OpenClaw: The AI Agent Everyone Is Talking About
OpenClaw is a free, open-source AI agent that connects LLMs to your actual software. It has 247k GitHub stars and a wild origin story involving trademark disputes and an OpenAI acquisition.

OpenClaw: The AI Agent Everyone Is Talking About
If you've been anywhere near the AI dev community in the last few months, you've heard of OpenClaw. With 247,000 GitHub stars and 47,700 forks as of early March 2026, it's the most popular open-source AI agent project by a wide margin. But the story of how it got here is almost as interesting as the tech itself.
The origin story
An Austrian developer named Peter Steinberger built the original version and published it in November 2025 under the name "Clawdbot." Anthropic sent a trademark complaint, so on January 27, 2026, Steinberger renamed it to "Moltbot." Three days later, he changed it again to "OpenClaw." On February 14, 2026, Steinberger joined OpenAI, and the project moved to an open-source foundation to keep it vendor-neutral.

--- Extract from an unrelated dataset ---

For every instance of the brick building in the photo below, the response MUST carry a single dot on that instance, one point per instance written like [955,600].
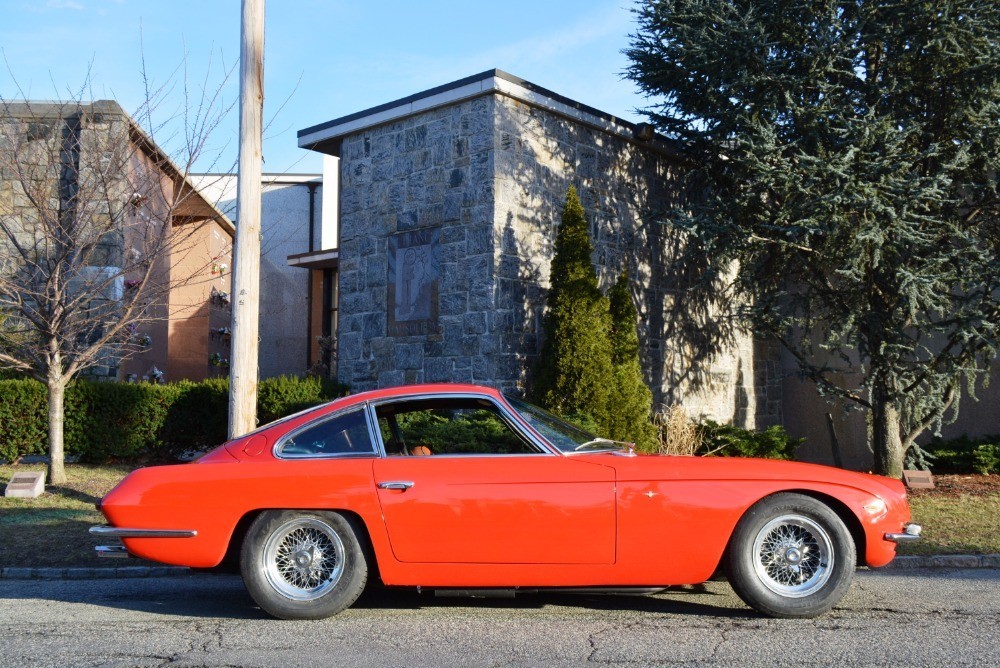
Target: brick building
[65,149]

That's three names in under a month, the creator joining a competing AI lab, and a governance transition to a foundation. Wild stuff for a project that's barely four months old.
What OpenClaw actually does
OpenClaw is a Node.js service that lets you connect any LLM to real software through messaging platforms. You talk to it over Signal, Telegram, Discord, WhatsApp, Slack, or iMessage, and it does things on your behalf.
It's model agnostic. You can point it at Claude, GPT-4o, Gemini, DeepSeek, Grok, or run something local through Ollama. The architecture has five components:
- Gateway routes incoming messages from your messaging platform to the right handler
- Brain runs a ReAct reasoning loop against whatever LLM you've configured
- Memory stores context as Markdown files on disk (simple, but it works)
- Skills are plugins that give the agent new capabilities
- Heartbeat is a scheduler for recurring tasks
What can it do?
Quite a lot. It can read and write files on your system, run shell commands, browse websites, send emails, and control external APIs through skills. The ClawHub marketplace has over 10,000 community-built skills covering everything from calendar management to database queries.
I've been using it for about six weeks and the thing that surprised me most is how natural the messaging interface feels. Instead of learning yet another CLI or web UI, you just text it like you'd text a coworker. "Check if the staging deploy finished" or "summarize the Jira tickets assigned to me this sprint." It figures out which skills to invoke and chains them together.
Where it falls short
The security model. OpenClaw gives the agent broad access to your system and trusts that skills from ClawHub are safe. They often aren't. I'll cover this in a separate post, but the short version is: audit everything you install and don't run it on a machine with access to anything you care about losing.
Also, Memory being just Markdown files means context can get stale or inconsistent in long-running setups. It works fine for personal use, but if you need reliable state management, you'll want to look at the database-backed memory plugins.
The bottom line
OpenClaw is genuinely useful. The messaging-first approach, model flexibility, and the huge skill ecosystem make it the easiest way to get an AI agent doing real work. Just go in with open eyes about what it can access on your system.